Nas telas dos computadores, nos celulares, na TV, no cinema, nas obras literárias e na comunicação cotidiana presenciamos diversas linguagens que se entrelaçam em um jogo fenomenológico entre palavras, imagens, cores, evocações sensoriais e referências prévias. Dessa forma, autores como Marcuschi (2002, 2006) e Bakhtin (1992), cada um em sua perspectiva, propuseram-se ao estudo sobre a multiplicação e o entrecruzamento das linguagens. Esse movimento aponta para a exigência da formação leitor que seja também fluente nessas linguagens.

Diante do cenário descrito, aqueles que trabalham com o ensino da Língua Portuguesa, enquanto pré-requisito para a apropriação das demais linguagens e áreas do conhecimento, mais especificamente da leitura, enfrentam grandes desafios, mas também têm em perspectiva uma série de possibilidades apontadas pelos teóricos acima mencionados.
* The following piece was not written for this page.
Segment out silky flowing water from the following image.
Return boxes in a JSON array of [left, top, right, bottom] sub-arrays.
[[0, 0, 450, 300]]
Em uma perspectiva interdisciplinar, arte e língua portuguesa são áreas do saber humano que podem oferecer aos estudantes ferramentas eficazes para empreender a leitura em sua forma mais ampla e profunda, em um mundo cada vez mais visual e cada vez mais intertextual.

A perspectiva sociointeracionista favorece uma prática que poderia atender aos questionamentos que as novas linguagens híbridas propõem aos estudantes. Destarte, habilitar um indivíduo para a leitura seria mais do que alfabetizar com a proposição de cópias e decoração de regras da língua materna, o processo de letramento, por conseguinte, passaria pelo conhecimento e prática dos gêneros textuais em uso na sociedade, incorporando, além dos códigos da língua, as práticas sociais que as demandam (BORTONE, MARTINS, 2008). O letrado, por sua vez, seria aquele que se envolve nas práticas sociais de leitura e escrita.

Entendemos que o indivíduo letrado envolve-se cotidianamente nas práticas sociais de leitura e escrita, o que, obviamente, altera sua condição do ponto de vista sociocultural, político, linguístico e econômico, possibilitado pela participação social. É por meio da leitura (no seu sentido mais amplo) que o homem tem acesso à informação, defende seus pontos de vista e partilha bens culturais como legítimos, podendo assim exercer a cidadania (BORTONE, MARTINS, 2008, p.7).